I don’t have a window into Fitbit’s tech or regulatory teams or into the FDA. But given what I know about the company’s trajectory and hardware, it seems ideally placed to rapidly provide life-saving oxygen monitoring to millions. Doing so would likely require addressing technical and regulatory (not to mention UI and privacy) issues rapidly and taking on some unknown risks.
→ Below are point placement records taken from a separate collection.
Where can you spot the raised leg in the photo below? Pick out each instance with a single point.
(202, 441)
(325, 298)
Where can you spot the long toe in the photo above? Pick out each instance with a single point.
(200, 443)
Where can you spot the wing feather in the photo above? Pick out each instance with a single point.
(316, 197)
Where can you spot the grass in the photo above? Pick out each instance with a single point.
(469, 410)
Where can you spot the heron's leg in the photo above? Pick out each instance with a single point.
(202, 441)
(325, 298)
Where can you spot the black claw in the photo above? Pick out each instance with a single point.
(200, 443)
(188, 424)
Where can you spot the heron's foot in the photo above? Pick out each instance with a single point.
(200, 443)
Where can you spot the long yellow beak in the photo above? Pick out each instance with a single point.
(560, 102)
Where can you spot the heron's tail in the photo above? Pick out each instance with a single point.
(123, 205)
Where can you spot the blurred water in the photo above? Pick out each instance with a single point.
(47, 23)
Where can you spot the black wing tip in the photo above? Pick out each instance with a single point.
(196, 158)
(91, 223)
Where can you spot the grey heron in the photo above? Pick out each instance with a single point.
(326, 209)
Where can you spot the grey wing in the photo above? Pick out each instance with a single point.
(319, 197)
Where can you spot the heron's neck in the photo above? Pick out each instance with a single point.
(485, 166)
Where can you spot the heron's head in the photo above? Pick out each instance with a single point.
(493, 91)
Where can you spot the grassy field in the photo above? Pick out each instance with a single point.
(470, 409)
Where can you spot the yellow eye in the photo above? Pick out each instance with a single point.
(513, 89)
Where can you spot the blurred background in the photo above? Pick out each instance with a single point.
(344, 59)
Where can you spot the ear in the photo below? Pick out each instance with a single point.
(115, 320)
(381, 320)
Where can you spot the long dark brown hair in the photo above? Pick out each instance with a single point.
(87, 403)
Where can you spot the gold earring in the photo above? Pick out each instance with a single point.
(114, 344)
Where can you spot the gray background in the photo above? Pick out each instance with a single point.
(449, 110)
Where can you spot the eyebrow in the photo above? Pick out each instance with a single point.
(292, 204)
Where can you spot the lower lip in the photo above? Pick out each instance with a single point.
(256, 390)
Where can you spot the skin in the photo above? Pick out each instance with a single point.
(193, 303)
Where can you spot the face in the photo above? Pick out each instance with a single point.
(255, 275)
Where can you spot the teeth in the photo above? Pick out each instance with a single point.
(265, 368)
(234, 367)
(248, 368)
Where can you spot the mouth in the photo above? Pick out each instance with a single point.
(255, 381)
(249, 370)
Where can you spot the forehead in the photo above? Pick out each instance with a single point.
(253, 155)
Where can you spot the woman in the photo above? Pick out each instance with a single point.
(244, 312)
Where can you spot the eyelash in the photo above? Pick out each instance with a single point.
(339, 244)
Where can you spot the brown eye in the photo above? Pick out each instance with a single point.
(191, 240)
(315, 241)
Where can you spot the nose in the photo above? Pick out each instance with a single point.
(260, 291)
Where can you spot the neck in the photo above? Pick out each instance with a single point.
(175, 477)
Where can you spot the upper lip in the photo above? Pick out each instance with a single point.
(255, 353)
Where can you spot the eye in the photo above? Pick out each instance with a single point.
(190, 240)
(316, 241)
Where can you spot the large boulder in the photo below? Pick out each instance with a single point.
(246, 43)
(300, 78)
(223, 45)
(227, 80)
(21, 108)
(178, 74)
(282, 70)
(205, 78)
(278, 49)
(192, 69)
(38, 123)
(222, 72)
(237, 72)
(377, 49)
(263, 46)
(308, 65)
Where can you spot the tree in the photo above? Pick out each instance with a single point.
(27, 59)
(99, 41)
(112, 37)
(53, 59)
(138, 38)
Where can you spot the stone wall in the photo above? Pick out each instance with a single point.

But Fitbit has years of research under its belt. It has proven hardware, trusted by millions of users and medical industry players alike. It appears to have a relationship with the FDA, and the corporate backing, in Google and Alphabet, to intensify that relationship quickly (and address the inevitable liability concerns of fast-tracking a medical device).
If any company can bring life-saving pulse oximetry to millions of people overnight, my money is on Fitbit.